Common Mistakes For Beginner Writers To Be Aware Of

By on June 5, 2019
Common Mistakes For Beginner Writers To Be Aware Of - Writer's

For those just starting at writing it can be both an exciting and slightly daunting time. While you may be keen to get going, it is a good idea to familiarise yourself with the craft of writing a novel, to invest some time in research and learning before you begin.

It’s inevitable that you will make mistakes when writing your novel, particularly in the first draft. In fact, you might make so many that you have to start all over again! However, being aware of some of the common pitfalls that new writers fall into can help ensure that you produce the best first draft possible, and have a robust platform from which to edit and shape your story.

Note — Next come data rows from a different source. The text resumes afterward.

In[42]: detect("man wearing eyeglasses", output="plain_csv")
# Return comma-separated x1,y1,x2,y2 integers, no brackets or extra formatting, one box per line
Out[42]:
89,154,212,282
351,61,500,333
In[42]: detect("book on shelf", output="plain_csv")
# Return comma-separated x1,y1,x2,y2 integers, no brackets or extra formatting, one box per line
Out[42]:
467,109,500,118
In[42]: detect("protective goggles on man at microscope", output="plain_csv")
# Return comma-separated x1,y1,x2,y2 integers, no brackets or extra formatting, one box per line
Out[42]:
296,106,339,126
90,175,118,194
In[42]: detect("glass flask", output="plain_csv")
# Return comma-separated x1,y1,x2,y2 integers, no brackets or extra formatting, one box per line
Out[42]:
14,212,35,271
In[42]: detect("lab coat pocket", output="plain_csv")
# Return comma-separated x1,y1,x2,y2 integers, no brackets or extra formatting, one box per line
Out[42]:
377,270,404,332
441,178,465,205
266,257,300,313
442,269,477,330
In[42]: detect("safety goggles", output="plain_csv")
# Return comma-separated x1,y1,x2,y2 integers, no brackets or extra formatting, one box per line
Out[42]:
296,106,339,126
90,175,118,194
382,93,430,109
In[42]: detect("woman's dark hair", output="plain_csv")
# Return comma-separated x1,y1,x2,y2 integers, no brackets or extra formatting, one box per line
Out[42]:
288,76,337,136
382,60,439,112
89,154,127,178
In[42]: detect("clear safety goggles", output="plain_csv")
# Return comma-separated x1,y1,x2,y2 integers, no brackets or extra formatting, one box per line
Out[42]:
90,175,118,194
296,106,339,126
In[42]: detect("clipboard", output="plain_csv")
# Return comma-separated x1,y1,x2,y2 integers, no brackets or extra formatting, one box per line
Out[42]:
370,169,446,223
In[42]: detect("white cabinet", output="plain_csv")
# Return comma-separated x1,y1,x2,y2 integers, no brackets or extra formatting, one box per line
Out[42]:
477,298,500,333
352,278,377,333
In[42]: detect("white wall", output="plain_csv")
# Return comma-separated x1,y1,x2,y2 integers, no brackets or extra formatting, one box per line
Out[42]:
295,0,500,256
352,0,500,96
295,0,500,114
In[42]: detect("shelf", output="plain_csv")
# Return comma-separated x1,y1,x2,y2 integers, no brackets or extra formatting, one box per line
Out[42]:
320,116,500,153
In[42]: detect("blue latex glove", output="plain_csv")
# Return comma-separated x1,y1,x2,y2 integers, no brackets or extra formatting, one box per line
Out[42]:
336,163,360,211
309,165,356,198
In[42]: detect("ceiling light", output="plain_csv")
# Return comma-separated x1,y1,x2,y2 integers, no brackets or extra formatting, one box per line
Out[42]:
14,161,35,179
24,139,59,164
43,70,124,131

So what are the common mistakes new writers should remember?

Show, don’t tell.

An oldie but a goodie, ‘show don’t tell’ is one piece of writing advice that is important to take on board. It is important to remember that it is practically impossible to write an entire novel without ‘telling’ some of the story. However, if you are interjecting yourself, the author, into the account and describing everything that happens move by move, you leave little room for the reader to exercise their imagination. Avoid long passages of narrative, too much background story or unnecessary information - this will feel a bit like receiving a lecture from the author and isn’t what you should focus on.

2.  Revealing too much too soon

You know how important it is for readers to connect with your characters, to root for them, or despise them or laugh at them as you direct them to. However, one mistake that beginner writers can make is to be so focused on doing so that they reveal the entire character right at the beginning. They describe the character in meticulous detail, their likes, and dislikes, hopes and dreams; they include too much inner dialogue and everything about their past life and personality. Characters need time to breathe, to grow. Reveal them over time, and you build a relationship with the reader, and this will have a far more significant impact, especially when dramatic events take place and difficult choices are to be made.

3.  Poor dialogue

Wiring dialogue well takes a lot of practice. Too much or too little dialogue can stifle the flow of the story. It’s also important to use discussion to convey emotions rather than just tagging them after the speech (for example, she grimaced, he growled, she chuckled etc). Dialogue is a great way to help draw the reader in, create immediacy, and reveal more about your characters. Try reading your dialogue aloud to see if it flows well.

4. Starting with backstory

The opening of your novel is so important, and getting it right will help to hook readers (and agents and publishers) in from the very first word. It can be easy to think the best starting point would be to reveal some backstory or to set the scene. However starting with action and bringing about change, tension, conflict, and suspense immediately will be much more powerful and engage your readers right away.

5. Remembering to research (but don’t overdo it)

Researching your novel is essential and will add realism to your story and ensure eagle-eyed readers don’t call you out on something that doesn’t sit quite right. Research can take up a lot of your time, but use what you have learned sparingly. If you stuff the book with facts and dates, it will take away from the story and distract the reader. Just because you have learned exactly how to take a clock apart or how to cook the perfect lemon meringue pie from scratch doesn’t mean you have to include all the steps unless it is imperative to your story to do so. 

Of course, there are many more mistakes that writers, both new and experienced, may make. However, by working hard to avoid the five above, you can hope to produce a solid first draft of your novel that you can then continue to work from to create a book to be proud of. So keep writing and good luck!